To say that a custom allocator can't do a better job than an implementation that potentially discards nearly all of MEM1 is ridiculous (plus you obviously never worked on an embedded project where dlmalloc's >20KB code size was prohibitive, that's low hanging fruit right there).
Obviously it would be much better if mem1 wasn't effectively locked out once sbrk traverses regions and sbrk took account of trim but, as several people have found out when attempting to address the issue, it's really not as simple as it sounds. Of course, having said that, once it's figured out no doubt it will look simple.
It is simple:
- discard the broken sbrk implementation
- create an mspace with base region of unused MEM1 (end of program data to top of MEM1), unlocked so it can be expanded
- make malloc() and friends use this mspace
- create an mmap implementation that handles 16KB pages of MEM2, using a bit array for tracking (~48MB / 16KB = 3072 pages = only 384 bytes).
- configure dlmalloc to use mmap for getting more core memory
- fix iosCreateHeap to use mmap (and add all the missing code to free heaps properly)
The starlet code is running in mem2 which does make mem2 access from the powerpc measurably slower. It's faster if Starlet is restricted to it's own exclusive ram, much like the DS. It's also an arm9.
I'd like to see those measurements. 99.9% of the time starlet/IOS is sitting in an idle loop, not touching the bus at all.

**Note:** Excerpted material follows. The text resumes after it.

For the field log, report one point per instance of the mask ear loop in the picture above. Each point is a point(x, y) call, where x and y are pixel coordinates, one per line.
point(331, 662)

Starlet doesn't actually have any "exclusive ram" (I assume you mean the 128KB SRAM); it sits on the same bus as MEM2 and can be directly accessed by the powerpc when the correct bit is set appropriately.

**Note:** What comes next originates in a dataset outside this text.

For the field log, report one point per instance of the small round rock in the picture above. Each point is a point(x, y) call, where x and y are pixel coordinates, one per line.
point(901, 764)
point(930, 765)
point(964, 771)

If I remember right, 64 byte fetches were enabled by default for Wii
You remember wrong. It's actually advisable to not enable it unless you really know what you're doing, since all SDK and homebrew apps contain startup code to configure L2 access for 32 bytes and you can't switch down without a hard reset (courtesy of IOS via a title relaunch). So if your app launches another app, calling L2Enhance() will not end well.